Despite divergent topics discussed during the opening trio of sessions at the FCIB Global Conference in the greater West Palm Beach area, one theme seemed to beam out of the morning sessions: Change (and being able to adapt the large amount of it going on in business and credit at present).

Sanjiv Sanghvi, of Wells Fargo Bank, noted that a few changes in leadership in Europe (Italy, Greece) doesn’t necessarily equate to a bump in stability automatically.

“It’s tough to believe that putting technocrats in power will mean they will things will be run in a fundamentally different way,” he said, before noting the U.S. economy continues to look strong – much stronger than portrayed by the mainstream media – especially in comparison.

Sanghvi did note that the coming Basel III changes will require businesses, notably those in credit, to stand up and take note. All told, the Basel III changes and what seem to be some almost hidden requirements could force financial institutions to literally double their capital holdings.
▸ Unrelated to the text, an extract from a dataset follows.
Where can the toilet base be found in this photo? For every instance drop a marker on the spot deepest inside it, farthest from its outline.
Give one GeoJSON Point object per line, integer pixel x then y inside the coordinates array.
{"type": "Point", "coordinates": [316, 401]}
As such, he believes banks forced to change their ratios will simple handle the equation on one side or another: raise the costs to borrow or reduce assets in the game.
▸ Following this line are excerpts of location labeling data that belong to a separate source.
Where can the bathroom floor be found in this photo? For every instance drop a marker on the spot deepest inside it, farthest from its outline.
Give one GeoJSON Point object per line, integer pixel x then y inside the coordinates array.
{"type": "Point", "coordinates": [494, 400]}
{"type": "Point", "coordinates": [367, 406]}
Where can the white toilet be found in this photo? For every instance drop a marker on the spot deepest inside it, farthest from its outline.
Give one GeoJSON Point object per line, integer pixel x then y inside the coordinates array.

“That’s a huge different in capital requirements,” he said. “There’s going to be less credit available, not just in trade finance, but finance in general.”
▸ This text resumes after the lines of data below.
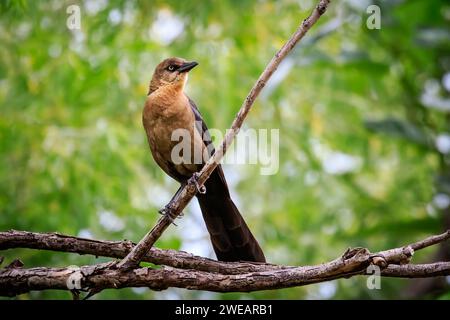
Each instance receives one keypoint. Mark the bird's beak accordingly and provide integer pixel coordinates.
(187, 66)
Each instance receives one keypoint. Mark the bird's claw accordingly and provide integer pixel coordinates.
(167, 212)
(200, 189)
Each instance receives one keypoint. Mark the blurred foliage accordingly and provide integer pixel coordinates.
(74, 157)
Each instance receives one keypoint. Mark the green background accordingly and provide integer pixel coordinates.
(359, 111)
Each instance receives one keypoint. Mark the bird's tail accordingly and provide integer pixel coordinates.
(230, 236)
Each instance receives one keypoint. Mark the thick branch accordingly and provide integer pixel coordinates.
(182, 198)
(15, 280)
(98, 277)
(119, 249)
(179, 259)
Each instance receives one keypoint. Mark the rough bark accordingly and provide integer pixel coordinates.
(15, 279)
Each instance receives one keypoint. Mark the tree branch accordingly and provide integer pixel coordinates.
(119, 249)
(202, 274)
(182, 198)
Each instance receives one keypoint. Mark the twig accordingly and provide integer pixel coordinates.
(181, 199)
(119, 249)
(95, 278)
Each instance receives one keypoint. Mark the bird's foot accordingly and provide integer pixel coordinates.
(168, 212)
(200, 189)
Meanwhile, Marsh USA’s Angela Duca’s speech about global political risk suggested companies either need to be quick on their feel and flexible when granting terms into emerging, somewhat stable economies or they need some type of insurance backing.

“How do you forecast political risk [terrorism, regime changes, etc.]? You can’t,” Duca said. “It’s hard to predict the spark that will cause a major change in a country. And, in the real world, political risk exists all the time.”

Michael Sauter, of Guardean GmbH, used his presentation to promote the idea of willingness to be flexible as well, noting that holding firm to principles and strategies that worked four to five years ago simply may be the most “dangerous” strategy a credit department can employ.

“Adapting to change is the most important thing to our profession,” Sauter said.